Colin Czerwinski spent years touring as a photographer with New Jersey indie punk band Vasudeva, shooting from the basements of house shows to backstage corridors across the United States, Japan, and most of Europe. Somewhere along the way, he stopped seeking compositions and started allowing curiosity to lead — documenting people and places in the moment, trusting colour, light, and accident. In 2015, he took that sensibility and built NOICE, a photography publication and community that has since grown to over 117,000 followers on Instagram and a devoted Substack readership.
Czerwinski coined the term Minimal Comic-Play to describe the aesthetic that runs through everything NOICE publishes: minimalist in approach, humorous in spirit, alive to the way colours interact, the way a subject is juxtaposed against its background. The magazine operates on open submissions year-round, and the curation is rigorous — Czerwinski and his team look for photographers with a meticulous eye for form, beauty, symmetry, novelty, and the kind of deadpan wit that makes you look twice.

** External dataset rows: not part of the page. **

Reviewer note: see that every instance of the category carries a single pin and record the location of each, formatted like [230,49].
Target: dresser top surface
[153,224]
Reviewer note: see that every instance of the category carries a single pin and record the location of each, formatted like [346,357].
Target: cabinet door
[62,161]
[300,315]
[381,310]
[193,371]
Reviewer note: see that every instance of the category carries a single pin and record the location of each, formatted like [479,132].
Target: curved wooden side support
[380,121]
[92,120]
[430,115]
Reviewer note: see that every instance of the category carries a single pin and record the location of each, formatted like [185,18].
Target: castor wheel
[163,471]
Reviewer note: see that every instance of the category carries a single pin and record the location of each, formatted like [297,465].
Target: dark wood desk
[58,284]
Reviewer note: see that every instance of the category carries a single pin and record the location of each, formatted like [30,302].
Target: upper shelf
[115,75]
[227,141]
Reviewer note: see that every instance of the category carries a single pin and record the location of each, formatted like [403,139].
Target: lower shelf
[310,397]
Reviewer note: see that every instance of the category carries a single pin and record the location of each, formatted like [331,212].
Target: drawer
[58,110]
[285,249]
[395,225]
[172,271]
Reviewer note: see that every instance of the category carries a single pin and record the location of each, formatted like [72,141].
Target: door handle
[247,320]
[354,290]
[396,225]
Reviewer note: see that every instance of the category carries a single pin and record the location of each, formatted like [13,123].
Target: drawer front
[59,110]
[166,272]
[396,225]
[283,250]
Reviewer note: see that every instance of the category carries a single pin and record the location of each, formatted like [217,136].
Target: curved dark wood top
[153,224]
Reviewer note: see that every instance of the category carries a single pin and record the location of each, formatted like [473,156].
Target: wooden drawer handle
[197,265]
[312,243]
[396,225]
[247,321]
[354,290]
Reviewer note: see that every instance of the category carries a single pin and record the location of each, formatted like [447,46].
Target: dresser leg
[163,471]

The result is a publication that feels less like a magazine and more like a rolling group exhibition of people who see the world sideways.
NOICE produces limited-edition photo books alongside its online platform, and Czerwinski has served as a judge for the World Photography Organisation's Student competition in 2021 and as guest curator for a gallery exhibition with Ephemere in Tokyo in 2024. His advice to photographers hoping to be featured is characteristically blunt: continue to improve your work, don't get too comfortable, and pay attention to the light.
What makes NOICE work is its refusal to take itself too seriously while taking photography very seriously indeed. It is a publication that believes the best photograph is the one that makes you go — well — noice.